Source code in auto_circuit/prune_algos/circuit_probing.py

def circuit_probing_prune_scores(
    model: PatchableModel,
    dataloader: PromptDataLoader,
    official_edges: Optional[Set[Edge]],
    learning_rate: float = 0.1,
    epochs: int = 20,
    regularize_lambda: float = 10,
    mask_fn: MaskFn = "hard_concrete",
    dropout_p: float = 0.0,
    init_val: float = -init_mask_val,
    show_train_graph: bool = False,
    circuit_sizes: List[int | Literal["true_size"]] = ["true_size"],
    tree_optimisation: bool = False,
    avoid_edges: Optional[Set[Edge]] = None,
    avoid_lambda: float = 1.0,
    faithfulness_target: SP_FAITHFULNESS_TARGET = "kl_div",
    validation_dataloader: Optional[PromptDataLoader] = None,
) -> PruneScores:
    """
    Wrapper of
    [Subnetwork Probing][auto_circuit.prune_algos.subnetwork_probing.subnetwork_probing_prune_scores]
    that searches for circuits of different sizes and assigns scores to the edges
    according to the size of the smallest circuit that they are part of. Smaller
    circuits have higher scores because they contain more important edges. Edges not in
    any circuit are assigned a score of `0`.

    Args:
        circuit_sizes: List of circuit sizes to probe. If `"true_size"` is in the list,
            then we include the size of `official_edges` in the list. If
            `official_edges` is `None`, then we raise an error.
    """  # noqa: W505, E501

    sizes = []
    for size in circuit_sizes:
        if size == "true_size":
            assert official_edges is not None
            size = len(official_edges)
        assert size > 0
        sizes.append(size)
    assert len(set(sizes)) == len(sizes)
    assert len(sizes) == len(circuit_sizes)
    sorted_circuit_sizes = sorted(sizes)

    prune_scores = model.new_prune_scores()
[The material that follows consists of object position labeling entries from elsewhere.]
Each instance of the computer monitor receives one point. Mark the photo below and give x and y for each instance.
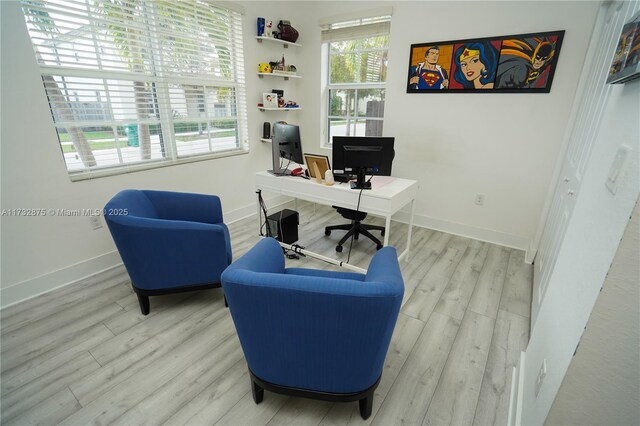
(285, 144)
(362, 155)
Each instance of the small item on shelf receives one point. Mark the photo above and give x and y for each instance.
(269, 100)
(261, 27)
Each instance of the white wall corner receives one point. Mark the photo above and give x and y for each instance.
(517, 420)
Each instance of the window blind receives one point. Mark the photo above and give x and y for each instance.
(135, 84)
(352, 26)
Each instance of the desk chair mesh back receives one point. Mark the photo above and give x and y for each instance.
(355, 227)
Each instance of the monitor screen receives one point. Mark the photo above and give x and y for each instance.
(286, 139)
(362, 155)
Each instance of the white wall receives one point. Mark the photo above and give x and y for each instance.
(41, 253)
(602, 384)
(497, 150)
(456, 145)
(592, 237)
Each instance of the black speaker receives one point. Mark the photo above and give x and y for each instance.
(283, 226)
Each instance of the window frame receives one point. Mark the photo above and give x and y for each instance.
(160, 79)
(327, 86)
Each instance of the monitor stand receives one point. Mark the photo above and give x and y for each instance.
(275, 161)
(360, 182)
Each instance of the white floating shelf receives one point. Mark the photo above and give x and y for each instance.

    # Iterate over the circuit sizes in ascending order
    for size_idx, size in enumerate((size_pbar := tqdm(sorted_circuit_sizes))):
        size_pbar.set_description(f"Circuit Probing Size {size}")
        assert (isinstance(size, int) and size > 0) or size is None
        new_prune_scores: PruneScores = subnetwork_probing_prune_scores(
            model=model,
            dataloader=dataloader,
            official_edges=official_edges,
            learning_rate=learning_rate,
            epochs=epochs,
            regularize_lambda=regularize_lambda,
            mask_fn=mask_fn,
            dropout_p=dropout_p,
            init_val=init_val,
            show_train_graph=show_train_graph,
            circuit_size=size,
            tree_optimisation=tree_optimisation,
            avoid_edges=avoid_edges,
            avoid_lambda=avoid_lambda,
            faithfulness_target=faithfulness_target,
            validation_dataloader=validation_dataloader,
        )
        assert all([t.all(ps >= 0) for ps in new_prune_scores.values()])
        threshold = prune_scores_threshold(new_prune_scores, size)
        score = len(sorted_circuit_sizes) - size_idx
        for mod, new_ps in new_prune_scores.items():
            curr_ps = prune_scores[mod]
            # Smaller circuits have higher scores. Bigger circuits don't overwrite
            new_circuit = (new_ps >= threshold) & (curr_ps == 0)
            prune_scores[mod] = t.where(new_circuit, score, curr_ps)
    return prune_scores